Taccuino americano: la concezione del sé nella percezione sociale

È importante scusarsi con i lettori per un titolo così pomposo che, se spiegato, è facilmente intuibile. I sociologi americani, quelli più avanzati al mondo in materia, da un secolo insistono su un concetto: il mondo è percepito (tradotto) da tutti noi, in base a come ci consideriamo e percepiamo. Gli effetti pratici sono visibilinell’incidenza dell’ottimismo/pessimismo sul livello di spesa dei consumatori, quindi sul quadro macroeconomico della Nazione.
Probabilmente esiste il mondo oggettivo, ovvero quello che tale è senza interpretazioni (un concetto che appartiene più alle scienze matematiche) ma non è assolutamente interpretato in questo modo dalle persone e dal momentaneo stato umorale.
Ad esempio, un evasore è inevitabilmente chi non paga tutte le tasse che dovrebbe, ma il livello di imposte richiesto dallo Stato corrisponde ai servizi resi? Qui si apre un dibattito infinito confermando come il bianco e il nero non corrispondono più alle categorie comportamentali abituali. Il problema dell’Italia è tutto qui.
Giustamente lo Stato sta pretendendo che si paghino le tasse e ha scatenato tutti i meccanismi sociali di pressione compresa la gogna pubblica (va ricordato lo spot pubblicitario televisivo che indicava l’evasore come un parassita). Va sottolineato però come alla richiesta di maggiore gettito fiscale, non abbia assolutamente risposto un miglioramento dei servizi alla comunità. Anzi. La qualità della vita sociale è peggiorata, scadendo in una “caccia alle streghe” dove le istituzioni (magistratura, polizia tributaria, agenzia delle entrate ed Equitalia) non si rendono conto di quanto siano isolate nel Paese, credendosene al contrario i difensori. Insomma une percezione nel senso di servizio perfettamente invertita, comportando che la soluzione diventi il problema. Come la mettiamo?

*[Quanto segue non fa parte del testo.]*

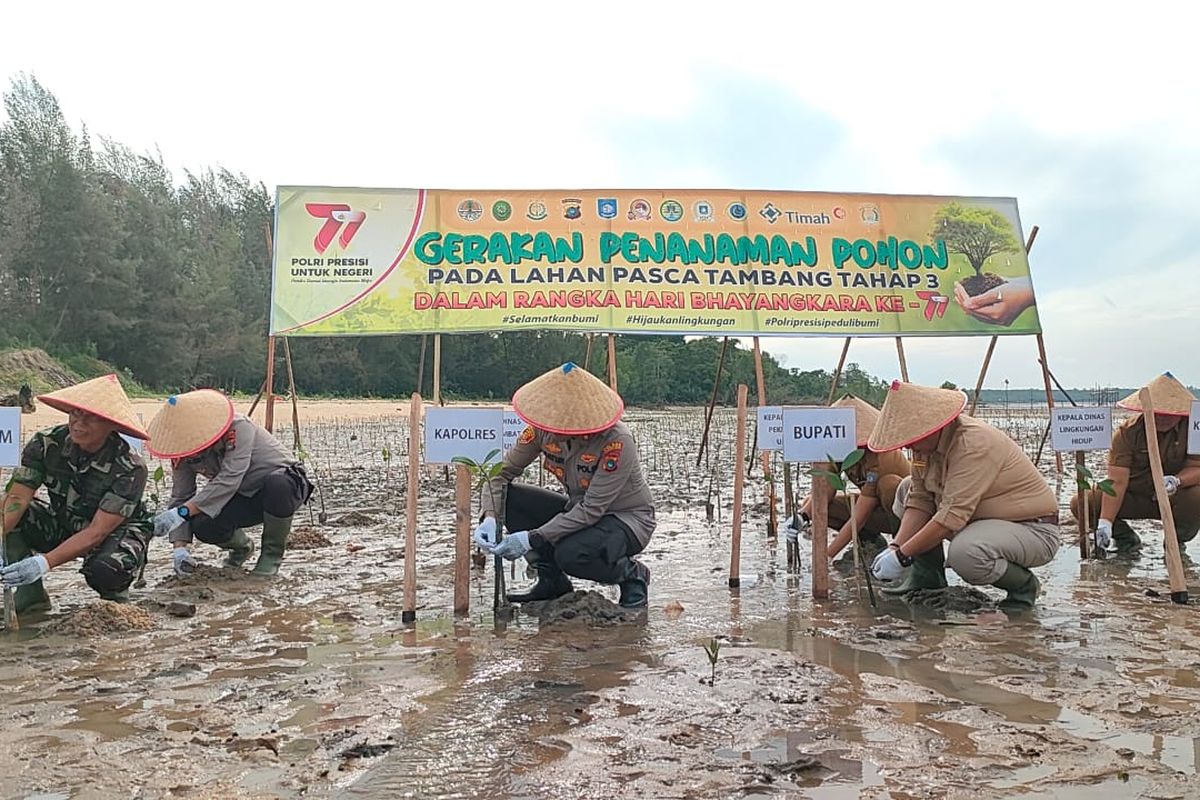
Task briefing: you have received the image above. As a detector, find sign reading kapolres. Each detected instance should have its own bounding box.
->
[271,186,1042,336]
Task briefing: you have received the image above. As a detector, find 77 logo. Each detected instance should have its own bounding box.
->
[304,203,367,253]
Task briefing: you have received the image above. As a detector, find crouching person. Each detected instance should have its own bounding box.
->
[0,375,152,613]
[868,381,1060,608]
[474,363,655,608]
[148,389,313,576]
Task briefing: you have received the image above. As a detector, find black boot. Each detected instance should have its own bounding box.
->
[618,559,650,608]
[506,551,575,603]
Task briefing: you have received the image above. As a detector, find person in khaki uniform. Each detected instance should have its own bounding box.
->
[1070,372,1200,552]
[868,381,1060,608]
[474,362,655,608]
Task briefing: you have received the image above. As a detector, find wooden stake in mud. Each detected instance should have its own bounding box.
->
[454,464,470,615]
[696,336,730,467]
[754,336,779,539]
[1138,389,1188,604]
[826,336,850,405]
[608,333,617,391]
[400,392,421,624]
[730,384,750,589]
[263,336,275,433]
[809,475,833,600]
[1075,450,1092,560]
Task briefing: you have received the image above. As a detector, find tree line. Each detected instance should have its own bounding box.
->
[0,76,886,404]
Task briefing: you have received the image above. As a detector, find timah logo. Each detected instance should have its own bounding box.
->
[304,203,367,254]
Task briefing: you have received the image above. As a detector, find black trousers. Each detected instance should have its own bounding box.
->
[190,465,312,545]
[504,483,642,584]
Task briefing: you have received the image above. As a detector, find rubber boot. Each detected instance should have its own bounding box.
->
[618,558,650,608]
[221,528,254,566]
[247,513,292,575]
[880,543,948,595]
[4,533,50,614]
[991,561,1040,609]
[505,551,575,603]
[1112,519,1141,553]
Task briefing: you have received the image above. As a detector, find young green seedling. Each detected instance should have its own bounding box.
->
[704,636,721,686]
[809,447,876,608]
[450,450,509,609]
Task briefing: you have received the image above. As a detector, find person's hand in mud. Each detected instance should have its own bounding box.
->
[954,278,1033,327]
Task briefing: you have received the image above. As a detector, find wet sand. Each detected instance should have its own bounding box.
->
[0,410,1200,800]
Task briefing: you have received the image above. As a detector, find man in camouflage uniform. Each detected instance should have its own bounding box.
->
[0,375,152,612]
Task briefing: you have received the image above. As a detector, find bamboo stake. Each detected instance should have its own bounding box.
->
[809,475,832,600]
[696,336,730,468]
[400,392,421,625]
[263,336,275,433]
[454,464,470,615]
[1138,387,1188,604]
[826,336,850,405]
[730,384,750,589]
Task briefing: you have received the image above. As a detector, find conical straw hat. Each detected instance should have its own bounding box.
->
[512,361,625,437]
[1117,372,1195,416]
[866,380,967,452]
[37,374,150,439]
[146,389,233,458]
[833,395,880,447]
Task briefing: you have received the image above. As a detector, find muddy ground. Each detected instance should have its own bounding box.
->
[0,403,1200,800]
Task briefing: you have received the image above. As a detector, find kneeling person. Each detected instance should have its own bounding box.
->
[869,381,1060,607]
[148,389,312,576]
[0,375,152,612]
[475,363,655,608]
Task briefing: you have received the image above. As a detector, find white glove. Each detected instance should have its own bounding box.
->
[154,509,187,536]
[871,547,908,582]
[170,547,199,578]
[470,517,497,553]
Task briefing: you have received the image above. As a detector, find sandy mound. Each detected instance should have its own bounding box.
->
[535,591,641,627]
[46,600,157,637]
[288,528,334,551]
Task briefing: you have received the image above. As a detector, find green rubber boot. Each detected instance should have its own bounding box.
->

Il Paese è strutturalmente spaccato perché i cittadini non si riconoscono più né tra loro che nei confronti dello Stato. Come se ne esce? Forse la soluzione non è nel perseguire i contribuenti chiedendo sempre più tasse ma, al contrario riducendole, contraendo, al contempo il livello di servizi offerti. Un esempio.
Qualche anno fa il costo di uno studente, nella scuola media superiore, era di 6.500 euro all’anno (comprendendo ogni aspetto sia di struttura, edifici e riscaldamento, come la pulizia dei locali e gli stipendi erogati). Mediamente in ogni classe, specialmente le prime si contano tra i 20 e 30 studenti stabilizzandosi sui 15 allievi negli anni successivi. Ciò significa che il costo medio di una classe, per lo Stato Italiano è di quasi 100mila euro a fronte di un servizio offerto dalla scuola pubblica decisamente scadente-scarso. Se lo Stato si ostina a mantenere pubblica la Scuola, quanti 100mila euro ci sono da spendere, sapendo che ogni Istituto ha circa 50 classi? Sono cifre da capogiro, esattamente quelle che esprimono il buco della finanza pubblica.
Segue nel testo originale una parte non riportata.